Waiting for the Big One
These results are only the beginning. Scientists now have hard data to
refine their models of Mars and its formation, and SEIS detects new marsquakes
every day. While InSight’s energy level is being managed, its seismometer is
still listening and scientists are hopeful they’ll detect a quake bigger than
4.0.
“We’d still love to see the big one,” said JPL’s Mark Panning, co-lead
author of the paper on the crust. “We have to do lots of careful processing to
pull the things we want from this data. Having a bigger event would make all of
this easier.”
Panning and other InSight scientists will share their findings at 9 a.m.

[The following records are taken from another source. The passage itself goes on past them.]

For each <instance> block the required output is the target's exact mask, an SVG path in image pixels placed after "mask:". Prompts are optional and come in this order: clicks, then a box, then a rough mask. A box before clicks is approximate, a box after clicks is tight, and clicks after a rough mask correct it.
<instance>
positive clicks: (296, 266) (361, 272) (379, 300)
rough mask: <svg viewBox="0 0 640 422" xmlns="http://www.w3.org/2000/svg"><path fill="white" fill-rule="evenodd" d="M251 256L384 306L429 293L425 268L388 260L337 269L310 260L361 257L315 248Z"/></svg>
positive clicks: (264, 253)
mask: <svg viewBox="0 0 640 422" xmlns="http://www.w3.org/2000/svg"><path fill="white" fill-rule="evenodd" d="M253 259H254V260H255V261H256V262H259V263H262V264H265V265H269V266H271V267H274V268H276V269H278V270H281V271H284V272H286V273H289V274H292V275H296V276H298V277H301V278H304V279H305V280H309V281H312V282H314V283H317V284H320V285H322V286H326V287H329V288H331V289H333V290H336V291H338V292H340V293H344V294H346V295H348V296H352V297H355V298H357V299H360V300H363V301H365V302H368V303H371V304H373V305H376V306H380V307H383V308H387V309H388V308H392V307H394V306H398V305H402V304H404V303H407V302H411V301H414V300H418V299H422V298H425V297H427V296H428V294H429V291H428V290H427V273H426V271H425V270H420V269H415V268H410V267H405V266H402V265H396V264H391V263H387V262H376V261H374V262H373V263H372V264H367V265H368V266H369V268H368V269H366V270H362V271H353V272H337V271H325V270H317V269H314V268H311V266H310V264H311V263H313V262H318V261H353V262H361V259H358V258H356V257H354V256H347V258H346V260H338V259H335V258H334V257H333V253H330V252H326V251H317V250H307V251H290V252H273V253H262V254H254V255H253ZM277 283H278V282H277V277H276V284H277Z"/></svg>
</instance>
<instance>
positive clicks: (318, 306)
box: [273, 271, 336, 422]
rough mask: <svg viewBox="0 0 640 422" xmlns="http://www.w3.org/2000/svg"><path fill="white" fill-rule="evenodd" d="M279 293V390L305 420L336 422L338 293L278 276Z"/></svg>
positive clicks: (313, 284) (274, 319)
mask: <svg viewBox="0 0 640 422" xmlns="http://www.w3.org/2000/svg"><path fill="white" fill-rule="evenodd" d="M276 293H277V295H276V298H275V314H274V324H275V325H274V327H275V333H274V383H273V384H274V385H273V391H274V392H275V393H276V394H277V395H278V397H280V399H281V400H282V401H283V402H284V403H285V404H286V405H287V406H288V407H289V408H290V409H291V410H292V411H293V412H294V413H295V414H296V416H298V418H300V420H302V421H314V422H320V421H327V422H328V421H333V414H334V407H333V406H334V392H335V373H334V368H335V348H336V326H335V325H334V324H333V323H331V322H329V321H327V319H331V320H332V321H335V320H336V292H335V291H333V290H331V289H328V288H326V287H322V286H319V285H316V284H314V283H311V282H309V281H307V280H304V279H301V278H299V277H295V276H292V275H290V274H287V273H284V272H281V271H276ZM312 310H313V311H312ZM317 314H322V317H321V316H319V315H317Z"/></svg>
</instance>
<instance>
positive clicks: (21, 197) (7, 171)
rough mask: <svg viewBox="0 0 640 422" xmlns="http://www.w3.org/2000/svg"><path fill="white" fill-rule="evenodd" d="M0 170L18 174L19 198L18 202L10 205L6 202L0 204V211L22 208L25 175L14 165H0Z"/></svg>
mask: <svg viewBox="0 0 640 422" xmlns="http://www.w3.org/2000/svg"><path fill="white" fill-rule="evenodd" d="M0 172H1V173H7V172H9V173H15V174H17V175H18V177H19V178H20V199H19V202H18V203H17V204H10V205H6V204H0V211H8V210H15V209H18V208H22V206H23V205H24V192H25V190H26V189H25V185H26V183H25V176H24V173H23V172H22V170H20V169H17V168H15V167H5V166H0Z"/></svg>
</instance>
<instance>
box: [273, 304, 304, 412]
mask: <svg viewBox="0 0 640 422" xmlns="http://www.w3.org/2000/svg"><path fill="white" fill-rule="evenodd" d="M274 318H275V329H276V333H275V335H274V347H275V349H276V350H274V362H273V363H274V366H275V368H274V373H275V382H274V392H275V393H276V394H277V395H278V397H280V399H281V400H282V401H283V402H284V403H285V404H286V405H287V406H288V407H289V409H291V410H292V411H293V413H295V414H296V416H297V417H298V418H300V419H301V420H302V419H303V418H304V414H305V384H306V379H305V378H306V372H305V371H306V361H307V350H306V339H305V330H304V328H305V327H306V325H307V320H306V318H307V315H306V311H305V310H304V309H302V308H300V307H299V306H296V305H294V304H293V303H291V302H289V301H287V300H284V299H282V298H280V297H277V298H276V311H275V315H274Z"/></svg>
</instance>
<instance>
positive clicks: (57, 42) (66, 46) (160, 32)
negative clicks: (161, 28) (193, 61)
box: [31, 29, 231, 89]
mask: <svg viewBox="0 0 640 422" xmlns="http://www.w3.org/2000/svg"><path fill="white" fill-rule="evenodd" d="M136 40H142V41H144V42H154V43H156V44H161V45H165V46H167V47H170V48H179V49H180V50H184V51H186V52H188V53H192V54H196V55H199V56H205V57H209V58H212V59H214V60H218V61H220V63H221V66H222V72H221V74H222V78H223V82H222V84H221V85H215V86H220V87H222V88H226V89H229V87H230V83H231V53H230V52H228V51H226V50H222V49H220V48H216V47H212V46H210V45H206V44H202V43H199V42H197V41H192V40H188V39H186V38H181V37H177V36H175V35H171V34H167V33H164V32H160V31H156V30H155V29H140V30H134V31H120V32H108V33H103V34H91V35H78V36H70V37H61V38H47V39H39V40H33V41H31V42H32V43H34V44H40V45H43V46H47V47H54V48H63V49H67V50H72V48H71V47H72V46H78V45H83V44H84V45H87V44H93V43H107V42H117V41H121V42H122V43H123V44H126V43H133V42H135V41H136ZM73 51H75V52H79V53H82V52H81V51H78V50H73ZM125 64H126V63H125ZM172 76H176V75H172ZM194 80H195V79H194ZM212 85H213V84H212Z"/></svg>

PDT (12 p.m. EDT) on July 23 in a livestreamed discussion on NASA Television, the NASA app, the agency’s website, and multiple agency
social media platforms, including the JPL YouTube and Facebook channels.
More About the Mission
JPL manages InSight for NASA’s Science Mission Directorate. InSight is part
of NASA’s Discovery Program, managed by the agency’s Marshall Space Flight
Center in Huntsville, Alabama. Lockheed Martin Space in Denver built the
InSight spacecraft, including its cruise stage and lander, and supports
spacecraft operations for the mission.
A number of European partners, including France’s Centre National d’Études
Spatiales (CNES) and the German Aerospace Center (DLR), are supporting the InSight
mission. CNES provided the Seismic Experiment for Interior Structure (SEIS)
instrument to NASA, with the principal investigator at IPGP (Institut de
Physique du Globe de Paris). Significant contributions for SEIS came from IPGP;
the Max Planck Institute for Solar System Research (MPS) in Germany; the Swiss
Federal Institute of Technology (ETH Zurich) in Switzerland; Imperial College
London and Oxford University in the United Kingdom; and JPL. DLR provided the
Heat Flow and Physical Properties Package (HP3) instrument, with
significant contributions from the Space Research Center (CBK) of the Polish
Academy of Sciences and Astronika in Poland. Spain’s Centro de Astrobiología
(CAB) supplied the temperature and wind sensors.